In this interview, Nigel Hughes, head of R&D and Innovation at Kellogg’s describes their approach in both areas. His main assertion and insight is that the best opportunities, at least in the food space, are now coming from the startup ecosystem and that a large company like Kellogg’s needs adapt to this reality, not just in their processes and methods, but in their attitudes and culture. As he states:
A start-up is driven by a passionate idea or hunch. What we see in the market is that it’s the start-ups pushing the ball forward. Now you have to build a culture where people understand the real value those partners bring—value we could never get as quickly and effectively on our own. We should be leveraging external ecosystems more.
The implication of this is that the roles of R&D and innovation within a larger company like Kellogg’s are changing to becoming ‘design aggregators’ rather than the originators of new technology.
Although their models are constantly evolving, fundamentally big tech are design aggregators, with technological components that come from other places. I see that as the best way to handle the uncertainty and opportunity of the future.
Hughes comes back to the theme of understanding the future several times in this interview and the challenge this poses to a company like Kellogg’s and senior leadership that is steeped in the tradition of ‘facts’ and data.

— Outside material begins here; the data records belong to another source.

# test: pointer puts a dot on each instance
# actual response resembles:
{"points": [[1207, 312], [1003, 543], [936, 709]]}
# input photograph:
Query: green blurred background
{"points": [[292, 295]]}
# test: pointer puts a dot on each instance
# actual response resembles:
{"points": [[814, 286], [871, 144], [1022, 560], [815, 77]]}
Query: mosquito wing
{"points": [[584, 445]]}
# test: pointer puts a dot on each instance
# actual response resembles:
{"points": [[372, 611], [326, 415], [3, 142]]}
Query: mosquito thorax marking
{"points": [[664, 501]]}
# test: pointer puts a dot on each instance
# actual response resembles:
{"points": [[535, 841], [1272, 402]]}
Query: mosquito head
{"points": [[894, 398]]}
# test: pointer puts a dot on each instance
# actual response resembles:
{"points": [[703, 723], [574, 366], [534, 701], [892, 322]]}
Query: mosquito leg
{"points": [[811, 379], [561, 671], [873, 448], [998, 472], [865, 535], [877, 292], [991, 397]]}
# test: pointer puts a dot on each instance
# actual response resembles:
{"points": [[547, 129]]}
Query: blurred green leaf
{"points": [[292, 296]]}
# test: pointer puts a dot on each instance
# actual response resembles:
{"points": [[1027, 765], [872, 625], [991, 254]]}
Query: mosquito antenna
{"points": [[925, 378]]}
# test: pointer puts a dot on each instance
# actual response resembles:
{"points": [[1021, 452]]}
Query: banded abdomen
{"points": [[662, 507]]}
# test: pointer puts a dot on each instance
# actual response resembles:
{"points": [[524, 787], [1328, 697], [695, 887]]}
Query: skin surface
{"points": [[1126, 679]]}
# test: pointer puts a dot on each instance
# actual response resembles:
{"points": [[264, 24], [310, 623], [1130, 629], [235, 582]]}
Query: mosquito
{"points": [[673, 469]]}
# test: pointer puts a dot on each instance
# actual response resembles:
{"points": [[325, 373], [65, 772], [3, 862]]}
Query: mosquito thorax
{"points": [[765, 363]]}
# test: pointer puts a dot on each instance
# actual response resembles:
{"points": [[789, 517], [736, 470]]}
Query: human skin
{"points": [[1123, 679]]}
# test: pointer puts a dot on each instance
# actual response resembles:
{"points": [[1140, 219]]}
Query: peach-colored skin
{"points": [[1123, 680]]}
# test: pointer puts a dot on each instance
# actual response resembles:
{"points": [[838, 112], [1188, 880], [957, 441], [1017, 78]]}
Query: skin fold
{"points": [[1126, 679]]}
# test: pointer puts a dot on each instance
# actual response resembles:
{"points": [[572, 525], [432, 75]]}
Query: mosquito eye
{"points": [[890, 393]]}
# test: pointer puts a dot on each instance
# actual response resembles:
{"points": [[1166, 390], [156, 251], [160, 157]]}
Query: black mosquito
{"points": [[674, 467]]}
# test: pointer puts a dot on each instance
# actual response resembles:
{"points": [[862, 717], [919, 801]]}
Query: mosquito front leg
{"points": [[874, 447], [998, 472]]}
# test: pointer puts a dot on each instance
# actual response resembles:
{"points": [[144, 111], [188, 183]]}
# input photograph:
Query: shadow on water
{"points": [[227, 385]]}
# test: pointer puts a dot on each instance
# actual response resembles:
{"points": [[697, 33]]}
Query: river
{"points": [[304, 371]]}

We do not live in a world of ideas; we try to live in a world of clear opportunities. While we can be confident about a big space and a big opportunity, we will probably be precisely wrong in the initial execution, so iteration is everything.
Senior leadership is often the biggest challenge within a company because as leaders we get conditioned to only look at the hard data. The fact is, the data often is not very hard because we are talking about the future.
The large company R&D and innovation landscape is definitely changing, especially with respect to its relationship with the startup ecosystem. Whether this is a harbinger of the demise of science and invention within large companies remains to be seen.